Enfin, last but not least, selon l’Insee, près de la «moitié (49%) des ménages d’origine algérienne vivait en HLM en 2018, soit presque quatre fois plus que les ménages non immigrés (13%) et le plus haut taux parmi toutes les origines migratoires». Quand bien même ces statistiques seraient fiables, au lieu de faire croire qu’elles expliquent une quelconque «incapacité congénitale» de nos ressortissants à s’intégrer dans la société française, ce qui est faux car largement démenti par les compétences, parfois exceptionnelles, de beaucoup d’entre eux dont les réussites sont autant appréciées par les pouvoirs publics français qu’enviées par certains «Français de souche», il faut plutôt dire qu’elles révèlent le degré de précarité élevé dans laquelle est «ghettoïsée», par les pouvoirs publics et certaines franges et de la société française «de souche», la majorité des ressortissants algériens vivant en France.
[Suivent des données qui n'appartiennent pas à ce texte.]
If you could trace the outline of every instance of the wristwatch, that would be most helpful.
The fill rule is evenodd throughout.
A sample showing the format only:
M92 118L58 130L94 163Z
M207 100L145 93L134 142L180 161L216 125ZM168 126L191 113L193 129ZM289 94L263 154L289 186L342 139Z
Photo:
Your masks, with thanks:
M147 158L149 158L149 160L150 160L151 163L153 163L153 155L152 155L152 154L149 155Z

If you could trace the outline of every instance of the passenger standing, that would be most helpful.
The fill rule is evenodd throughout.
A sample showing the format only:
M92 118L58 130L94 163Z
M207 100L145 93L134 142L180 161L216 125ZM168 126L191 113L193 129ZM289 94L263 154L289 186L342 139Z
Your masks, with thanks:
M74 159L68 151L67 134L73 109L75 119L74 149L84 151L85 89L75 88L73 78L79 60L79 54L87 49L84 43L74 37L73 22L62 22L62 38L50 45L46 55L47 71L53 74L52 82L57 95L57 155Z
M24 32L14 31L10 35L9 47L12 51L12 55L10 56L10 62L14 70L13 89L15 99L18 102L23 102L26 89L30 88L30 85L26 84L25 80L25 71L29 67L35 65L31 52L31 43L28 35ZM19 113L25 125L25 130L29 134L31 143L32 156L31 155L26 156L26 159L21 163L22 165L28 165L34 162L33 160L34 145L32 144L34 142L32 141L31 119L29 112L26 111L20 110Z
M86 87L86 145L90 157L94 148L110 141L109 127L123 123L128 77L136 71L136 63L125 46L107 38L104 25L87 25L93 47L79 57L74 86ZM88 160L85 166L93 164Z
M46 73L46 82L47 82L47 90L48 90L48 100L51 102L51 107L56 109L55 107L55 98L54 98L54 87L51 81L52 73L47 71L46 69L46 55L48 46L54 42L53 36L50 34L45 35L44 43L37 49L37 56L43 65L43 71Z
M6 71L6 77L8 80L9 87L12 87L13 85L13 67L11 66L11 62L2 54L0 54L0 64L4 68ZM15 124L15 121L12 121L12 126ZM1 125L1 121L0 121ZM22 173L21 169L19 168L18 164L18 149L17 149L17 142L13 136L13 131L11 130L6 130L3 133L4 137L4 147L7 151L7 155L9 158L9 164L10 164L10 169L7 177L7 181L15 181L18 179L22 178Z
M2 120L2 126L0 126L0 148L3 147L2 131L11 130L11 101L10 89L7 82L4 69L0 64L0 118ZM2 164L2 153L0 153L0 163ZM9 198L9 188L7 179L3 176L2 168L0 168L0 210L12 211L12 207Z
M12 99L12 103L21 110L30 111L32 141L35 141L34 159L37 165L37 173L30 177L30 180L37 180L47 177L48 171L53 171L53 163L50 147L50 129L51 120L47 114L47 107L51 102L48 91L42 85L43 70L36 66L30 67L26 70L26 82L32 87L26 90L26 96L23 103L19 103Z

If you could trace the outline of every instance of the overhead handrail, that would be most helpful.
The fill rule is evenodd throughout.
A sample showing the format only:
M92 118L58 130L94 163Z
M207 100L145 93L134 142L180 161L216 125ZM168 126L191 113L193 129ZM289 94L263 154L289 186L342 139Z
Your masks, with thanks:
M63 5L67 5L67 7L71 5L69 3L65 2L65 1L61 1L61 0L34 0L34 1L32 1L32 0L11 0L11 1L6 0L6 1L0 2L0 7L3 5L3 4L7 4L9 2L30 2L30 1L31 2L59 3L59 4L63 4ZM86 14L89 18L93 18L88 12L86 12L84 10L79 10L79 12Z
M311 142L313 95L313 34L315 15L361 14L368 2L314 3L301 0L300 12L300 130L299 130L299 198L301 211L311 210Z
Comme dans les années 1970, la communauté expatriée est aujourd’hui utilisée par la France comme moyen de pression politique. En effet, l’entrée et le séjour des Algériens en France étant conditionnés, depuis 1986, par l’obtention d’un visa, les autorités françaises estiment que c’est là un levier de pression efficace contre l’Algérie donnant l’impression d’oublier la position de principe des autorités algériennes de refus de toute proposition tendant à lier la question des visas à la conclusion d’accords de réadmission des nationaux en situation irrégulière à l’étranger. La position algérienne ne concerne pas seulement la France, mais tous les pays étrangers concernés par cette question.
C’est dans ce contexte qu’est intervenue, le 21 septembre 2021, la décision de la France de réduire le nombre de visas accordés aux citoyens de 3 pays maghrébins dont l’Algérie de 50% en raison du «manque de coopération des gouvernements maghrébins» s’agissant de la réadmission de leurs ressortissants en situation irrégulière sur le territoire français.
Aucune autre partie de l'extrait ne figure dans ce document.